Khalil Abu Yahia

Khalil Abu Yahia 2
Khalil Abu Yahia 2

Khalil Abu Yahia

Institution
Islamic University of Gaza
Discipline
Date of Death
October 29, 2023

Khalil Abu Yahia (Khalīl Abū Yahyā) (خليل البطش), aka Khalil al-Bash, 27, was a scholar, activist, and an organic intellectual. He dedicated his truncated life to cognitive liberation from colonial mental models and from Zionism’s epistemological erasure of Palestinians. 

Abu Yahia worked as a public school English teacher and a freelance English translator. In September 2023, he was appointed a lecturer in the English Department of the Islamic University of Gaza (IUG).

He began engaging with postcolonial English literature at al-Aqsa University, where he earned a BA in 2018. It was there that he fell in love with the writings of Edward Said, Frantz Fanon, and Ghassan Kanafani, as he chronicled on his Instagram page. College was also where he became an activist with the Boycott, Divestment, Sanctions (BDS) movement, which he advocated until his last days. 

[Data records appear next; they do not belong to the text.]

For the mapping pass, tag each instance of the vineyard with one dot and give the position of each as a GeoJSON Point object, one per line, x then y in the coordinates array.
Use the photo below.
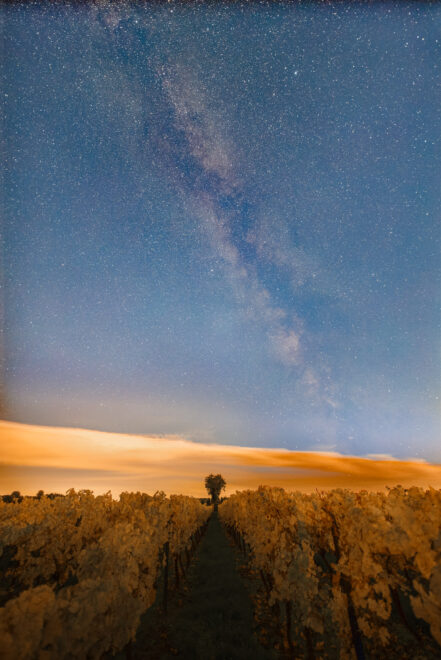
{"type": "Point", "coordinates": [348, 575]}
{"type": "Point", "coordinates": [80, 570]}
{"type": "Point", "coordinates": [340, 574]}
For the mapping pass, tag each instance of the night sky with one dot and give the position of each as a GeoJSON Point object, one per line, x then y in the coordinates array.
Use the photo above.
{"type": "Point", "coordinates": [223, 222]}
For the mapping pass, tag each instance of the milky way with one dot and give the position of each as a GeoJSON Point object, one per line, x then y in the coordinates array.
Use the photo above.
{"type": "Point", "coordinates": [223, 222]}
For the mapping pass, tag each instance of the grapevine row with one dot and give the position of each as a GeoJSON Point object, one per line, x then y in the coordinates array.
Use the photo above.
{"type": "Point", "coordinates": [346, 561]}
{"type": "Point", "coordinates": [82, 569]}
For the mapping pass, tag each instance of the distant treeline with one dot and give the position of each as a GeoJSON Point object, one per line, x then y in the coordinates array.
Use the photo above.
{"type": "Point", "coordinates": [16, 496]}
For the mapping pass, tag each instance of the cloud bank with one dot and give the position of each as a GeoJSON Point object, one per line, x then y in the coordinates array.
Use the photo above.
{"type": "Point", "coordinates": [56, 459]}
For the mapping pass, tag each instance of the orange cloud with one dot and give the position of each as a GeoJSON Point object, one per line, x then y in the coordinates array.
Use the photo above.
{"type": "Point", "coordinates": [55, 459]}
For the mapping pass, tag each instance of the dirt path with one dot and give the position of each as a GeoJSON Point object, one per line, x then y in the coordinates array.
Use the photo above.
{"type": "Point", "coordinates": [211, 618]}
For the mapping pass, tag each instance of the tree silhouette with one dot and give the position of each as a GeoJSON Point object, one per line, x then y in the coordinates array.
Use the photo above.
{"type": "Point", "coordinates": [214, 483]}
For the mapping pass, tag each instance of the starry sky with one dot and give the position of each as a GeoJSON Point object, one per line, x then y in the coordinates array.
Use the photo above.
{"type": "Point", "coordinates": [222, 222]}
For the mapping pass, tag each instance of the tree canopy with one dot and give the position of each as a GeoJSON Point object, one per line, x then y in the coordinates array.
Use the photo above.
{"type": "Point", "coordinates": [214, 483]}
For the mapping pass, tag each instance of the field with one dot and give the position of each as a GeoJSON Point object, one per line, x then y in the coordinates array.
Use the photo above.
{"type": "Point", "coordinates": [337, 574]}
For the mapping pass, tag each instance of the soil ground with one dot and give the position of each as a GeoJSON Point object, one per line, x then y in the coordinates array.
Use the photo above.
{"type": "Point", "coordinates": [211, 616]}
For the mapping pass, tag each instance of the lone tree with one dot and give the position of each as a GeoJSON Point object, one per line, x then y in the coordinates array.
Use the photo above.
{"type": "Point", "coordinates": [214, 483]}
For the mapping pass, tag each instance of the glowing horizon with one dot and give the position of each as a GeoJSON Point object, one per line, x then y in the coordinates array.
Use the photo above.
{"type": "Point", "coordinates": [55, 459]}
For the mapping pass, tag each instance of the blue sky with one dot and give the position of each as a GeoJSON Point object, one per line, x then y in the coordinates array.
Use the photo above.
{"type": "Point", "coordinates": [223, 222]}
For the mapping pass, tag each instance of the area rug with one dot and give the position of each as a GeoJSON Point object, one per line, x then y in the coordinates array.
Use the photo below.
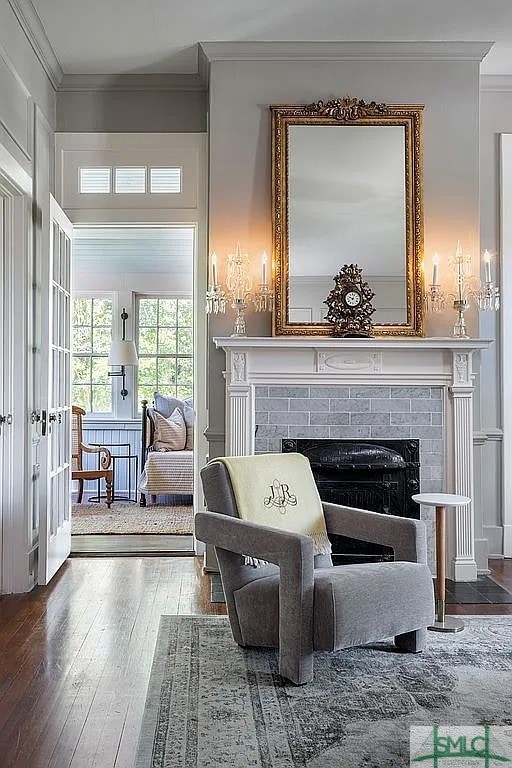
{"type": "Point", "coordinates": [131, 518]}
{"type": "Point", "coordinates": [211, 704]}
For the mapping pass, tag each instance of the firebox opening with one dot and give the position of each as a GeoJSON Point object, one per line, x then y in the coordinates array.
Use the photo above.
{"type": "Point", "coordinates": [378, 475]}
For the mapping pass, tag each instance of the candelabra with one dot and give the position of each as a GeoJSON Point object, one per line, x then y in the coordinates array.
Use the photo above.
{"type": "Point", "coordinates": [238, 289]}
{"type": "Point", "coordinates": [468, 287]}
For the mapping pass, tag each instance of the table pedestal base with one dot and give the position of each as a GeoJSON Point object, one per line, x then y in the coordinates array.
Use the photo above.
{"type": "Point", "coordinates": [445, 623]}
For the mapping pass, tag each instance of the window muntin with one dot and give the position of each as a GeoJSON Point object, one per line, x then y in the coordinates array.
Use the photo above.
{"type": "Point", "coordinates": [92, 336]}
{"type": "Point", "coordinates": [165, 347]}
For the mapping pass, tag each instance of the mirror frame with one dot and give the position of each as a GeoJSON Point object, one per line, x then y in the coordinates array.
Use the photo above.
{"type": "Point", "coordinates": [348, 111]}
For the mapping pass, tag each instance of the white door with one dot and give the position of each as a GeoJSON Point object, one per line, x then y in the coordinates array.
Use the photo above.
{"type": "Point", "coordinates": [55, 509]}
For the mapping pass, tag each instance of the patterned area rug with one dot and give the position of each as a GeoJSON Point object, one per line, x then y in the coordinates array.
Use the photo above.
{"type": "Point", "coordinates": [211, 704]}
{"type": "Point", "coordinates": [130, 518]}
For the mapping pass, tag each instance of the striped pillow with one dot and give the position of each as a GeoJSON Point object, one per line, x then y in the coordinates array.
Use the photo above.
{"type": "Point", "coordinates": [171, 433]}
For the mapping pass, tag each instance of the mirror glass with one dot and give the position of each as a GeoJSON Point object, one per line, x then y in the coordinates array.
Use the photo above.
{"type": "Point", "coordinates": [346, 205]}
{"type": "Point", "coordinates": [346, 192]}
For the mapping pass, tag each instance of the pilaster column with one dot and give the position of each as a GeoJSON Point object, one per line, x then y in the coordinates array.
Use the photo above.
{"type": "Point", "coordinates": [239, 407]}
{"type": "Point", "coordinates": [461, 546]}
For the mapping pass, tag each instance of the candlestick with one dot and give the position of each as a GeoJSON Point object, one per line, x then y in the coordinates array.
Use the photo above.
{"type": "Point", "coordinates": [435, 269]}
{"type": "Point", "coordinates": [214, 270]}
{"type": "Point", "coordinates": [487, 263]}
{"type": "Point", "coordinates": [238, 289]}
{"type": "Point", "coordinates": [264, 268]}
{"type": "Point", "coordinates": [485, 294]}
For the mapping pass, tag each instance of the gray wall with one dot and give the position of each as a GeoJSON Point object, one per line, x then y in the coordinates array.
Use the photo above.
{"type": "Point", "coordinates": [240, 195]}
{"type": "Point", "coordinates": [496, 118]}
{"type": "Point", "coordinates": [23, 86]}
{"type": "Point", "coordinates": [132, 111]}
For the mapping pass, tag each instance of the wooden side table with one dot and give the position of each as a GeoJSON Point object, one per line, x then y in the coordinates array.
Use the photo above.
{"type": "Point", "coordinates": [442, 501]}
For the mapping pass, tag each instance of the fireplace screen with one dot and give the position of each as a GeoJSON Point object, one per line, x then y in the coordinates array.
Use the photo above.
{"type": "Point", "coordinates": [378, 475]}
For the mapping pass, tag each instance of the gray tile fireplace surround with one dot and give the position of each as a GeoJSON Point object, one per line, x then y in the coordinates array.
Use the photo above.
{"type": "Point", "coordinates": [359, 412]}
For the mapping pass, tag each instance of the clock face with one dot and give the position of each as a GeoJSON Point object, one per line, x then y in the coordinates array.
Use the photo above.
{"type": "Point", "coordinates": [352, 298]}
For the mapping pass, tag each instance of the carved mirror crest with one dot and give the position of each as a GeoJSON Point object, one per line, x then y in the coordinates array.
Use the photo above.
{"type": "Point", "coordinates": [347, 189]}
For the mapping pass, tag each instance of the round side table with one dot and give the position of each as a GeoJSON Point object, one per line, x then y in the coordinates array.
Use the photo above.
{"type": "Point", "coordinates": [442, 501]}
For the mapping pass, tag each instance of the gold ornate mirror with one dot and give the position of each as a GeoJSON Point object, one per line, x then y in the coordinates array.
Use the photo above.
{"type": "Point", "coordinates": [347, 189]}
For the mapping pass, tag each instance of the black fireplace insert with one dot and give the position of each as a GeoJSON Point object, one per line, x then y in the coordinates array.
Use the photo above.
{"type": "Point", "coordinates": [378, 475]}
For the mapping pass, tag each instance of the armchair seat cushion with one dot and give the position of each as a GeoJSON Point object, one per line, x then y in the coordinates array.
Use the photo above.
{"type": "Point", "coordinates": [353, 605]}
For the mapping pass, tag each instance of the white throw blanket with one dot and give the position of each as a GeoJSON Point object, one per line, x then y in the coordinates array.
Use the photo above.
{"type": "Point", "coordinates": [278, 490]}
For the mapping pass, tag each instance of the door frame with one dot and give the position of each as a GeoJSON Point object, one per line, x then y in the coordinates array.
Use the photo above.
{"type": "Point", "coordinates": [506, 335]}
{"type": "Point", "coordinates": [101, 145]}
{"type": "Point", "coordinates": [17, 562]}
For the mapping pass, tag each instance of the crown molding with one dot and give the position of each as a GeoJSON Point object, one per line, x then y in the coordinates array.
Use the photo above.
{"type": "Point", "coordinates": [345, 51]}
{"type": "Point", "coordinates": [34, 31]}
{"type": "Point", "coordinates": [139, 82]}
{"type": "Point", "coordinates": [496, 83]}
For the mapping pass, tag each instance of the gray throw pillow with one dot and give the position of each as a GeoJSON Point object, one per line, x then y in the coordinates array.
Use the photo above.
{"type": "Point", "coordinates": [166, 404]}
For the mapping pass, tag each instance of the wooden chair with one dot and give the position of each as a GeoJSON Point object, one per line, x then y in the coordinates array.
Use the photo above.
{"type": "Point", "coordinates": [78, 448]}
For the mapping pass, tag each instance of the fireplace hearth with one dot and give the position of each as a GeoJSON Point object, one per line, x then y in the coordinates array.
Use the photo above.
{"type": "Point", "coordinates": [378, 475]}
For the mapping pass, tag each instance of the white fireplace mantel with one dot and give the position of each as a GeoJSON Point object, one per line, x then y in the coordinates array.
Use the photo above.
{"type": "Point", "coordinates": [444, 362]}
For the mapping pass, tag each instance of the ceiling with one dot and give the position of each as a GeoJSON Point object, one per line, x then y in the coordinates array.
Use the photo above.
{"type": "Point", "coordinates": [161, 36]}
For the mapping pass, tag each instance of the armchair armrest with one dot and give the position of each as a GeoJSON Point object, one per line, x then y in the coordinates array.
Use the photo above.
{"type": "Point", "coordinates": [104, 460]}
{"type": "Point", "coordinates": [407, 537]}
{"type": "Point", "coordinates": [293, 553]}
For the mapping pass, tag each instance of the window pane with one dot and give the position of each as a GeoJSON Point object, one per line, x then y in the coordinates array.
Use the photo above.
{"type": "Point", "coordinates": [81, 312]}
{"type": "Point", "coordinates": [167, 312]}
{"type": "Point", "coordinates": [167, 341]}
{"type": "Point", "coordinates": [81, 369]}
{"type": "Point", "coordinates": [185, 341]}
{"type": "Point", "coordinates": [166, 368]}
{"type": "Point", "coordinates": [147, 371]}
{"type": "Point", "coordinates": [101, 340]}
{"type": "Point", "coordinates": [82, 340]}
{"type": "Point", "coordinates": [102, 399]}
{"type": "Point", "coordinates": [148, 311]}
{"type": "Point", "coordinates": [147, 341]}
{"type": "Point", "coordinates": [184, 369]}
{"type": "Point", "coordinates": [102, 312]}
{"type": "Point", "coordinates": [165, 331]}
{"type": "Point", "coordinates": [185, 312]}
{"type": "Point", "coordinates": [146, 393]}
{"type": "Point", "coordinates": [99, 372]}
{"type": "Point", "coordinates": [81, 396]}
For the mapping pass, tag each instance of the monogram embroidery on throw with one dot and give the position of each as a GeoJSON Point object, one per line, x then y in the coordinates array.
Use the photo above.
{"type": "Point", "coordinates": [280, 496]}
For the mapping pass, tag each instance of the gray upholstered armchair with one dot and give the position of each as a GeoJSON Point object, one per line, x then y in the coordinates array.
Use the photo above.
{"type": "Point", "coordinates": [301, 603]}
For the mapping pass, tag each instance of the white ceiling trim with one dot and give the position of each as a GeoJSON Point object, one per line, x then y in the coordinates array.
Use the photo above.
{"type": "Point", "coordinates": [34, 31]}
{"type": "Point", "coordinates": [496, 83]}
{"type": "Point", "coordinates": [346, 50]}
{"type": "Point", "coordinates": [148, 82]}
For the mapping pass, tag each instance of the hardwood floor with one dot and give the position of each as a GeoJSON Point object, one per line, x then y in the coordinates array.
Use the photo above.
{"type": "Point", "coordinates": [75, 656]}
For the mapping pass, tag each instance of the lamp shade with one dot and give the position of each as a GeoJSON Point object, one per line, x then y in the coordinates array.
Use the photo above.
{"type": "Point", "coordinates": [123, 353]}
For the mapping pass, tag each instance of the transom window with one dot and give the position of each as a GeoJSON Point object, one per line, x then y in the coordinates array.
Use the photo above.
{"type": "Point", "coordinates": [92, 336]}
{"type": "Point", "coordinates": [165, 347]}
{"type": "Point", "coordinates": [134, 180]}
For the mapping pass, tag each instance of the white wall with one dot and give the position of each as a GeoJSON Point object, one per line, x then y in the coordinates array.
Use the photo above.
{"type": "Point", "coordinates": [496, 118]}
{"type": "Point", "coordinates": [27, 121]}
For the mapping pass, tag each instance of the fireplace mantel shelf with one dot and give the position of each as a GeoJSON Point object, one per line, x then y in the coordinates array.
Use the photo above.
{"type": "Point", "coordinates": [311, 342]}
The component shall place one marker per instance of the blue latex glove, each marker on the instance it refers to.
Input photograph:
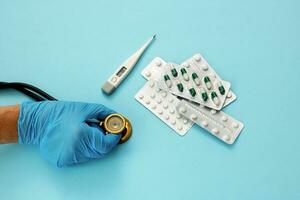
(60, 131)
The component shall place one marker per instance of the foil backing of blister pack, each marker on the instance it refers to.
(163, 105)
(218, 123)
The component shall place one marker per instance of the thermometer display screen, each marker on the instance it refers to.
(121, 71)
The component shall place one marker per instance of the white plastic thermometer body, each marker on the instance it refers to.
(121, 73)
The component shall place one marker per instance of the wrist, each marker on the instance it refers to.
(9, 124)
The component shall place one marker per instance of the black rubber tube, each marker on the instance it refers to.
(29, 90)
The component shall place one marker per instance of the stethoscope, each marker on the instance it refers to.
(112, 124)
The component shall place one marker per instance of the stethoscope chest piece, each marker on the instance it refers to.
(117, 124)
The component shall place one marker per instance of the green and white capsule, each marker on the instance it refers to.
(221, 88)
(196, 79)
(168, 81)
(192, 92)
(207, 82)
(215, 98)
(203, 94)
(174, 72)
(184, 74)
(180, 87)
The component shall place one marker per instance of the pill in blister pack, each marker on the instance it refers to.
(155, 68)
(217, 123)
(195, 85)
(163, 105)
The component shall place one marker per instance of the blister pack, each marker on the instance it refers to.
(194, 85)
(163, 105)
(154, 71)
(218, 123)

His mentor was Dr. Haidar Eid, professor of postcolonial literature, with whom he would develop a close collaboration. They worked on an oral history project interviewing 21 Nakba survivors in Gaza. They also produced a short film titled “Returning to Zarnouqa,” recalling the village from which Eid’s parents were expelled in 1948.

Eid and Abu Yahia were active in Gaza’s Great March of Return (GMR) protests, the huge weekly gatherings that lasted for nearly two years (2018-2019). The protests called for an end to Israel’s ruinous blockade on Gaza and asserted Palestinians’ inalienable right of return to the homes from which they were expelled in 1948.  

The only time Abu Yahia left Gaza was in 2019, when he traveled to East Jerusalem for spinal cord cancer surgery. Availing himself of the rare opportunity to see the rest of Palestine, he made a pilgrimage to Ghassan Kanafani’s house in `Akka (Acre). Standing in front of the home, Abu Yahia wrote, “I hope to live for the day when my friends and I from Gaza can visit Ghassan’s house without Erez or occupation or colonialism (to hell and the dustbin of history).”

By this point, Abu Yahia was working toward his master’s degree in linguistics and translation at IUG. He also honed other kinds of research-based writing, including a deeply reported feature story with two Israeli coauthors on how Israel’s blockade undermined Gaza’s potential to build climate resilience.

In 2022, he earned his MA from IUG with a thesis titled Decolonizing The Nation through Translation: A Critical Discourse Analysis of Anti-Colonial Palestinian Narrative. The thesis shows how Palestinian translators leave an intentional mark in their works, reconstructing rather than merely transmitting texts to put forward a vibrant Palestinian counter-narrative

Ten days into Israel’s 2023 assault, Abu Yahia told an interviewer: “I fear that I will die without achieving my dreams. I want to complete my PhD. I want to rebuild my family’s house.” And he reiterated his commitment to BDS: “When every government boycotts this colonial system, it will be isolated. And that’s how it will end.”

On 29 October 2023, Khalil Abu Yahia was killed by an Israeli airstrike on his in-laws’ home in al-Zawayda in central Gaza, along with his wife Tasneem Thabet and their two baby daughters, Elaf (2) and Retal (1). At least 17 other family members also perished.

Tributes poured in from all over the world, remembering a luminous mind cut down in its prime. Dutch university students named their protest encampment in Abu Yahia’s honor. A student at the University of Bologna dedicated his thesis to him. And editors of Jewish Currents eulogized Abu Yahia’s “unfettered imagination.”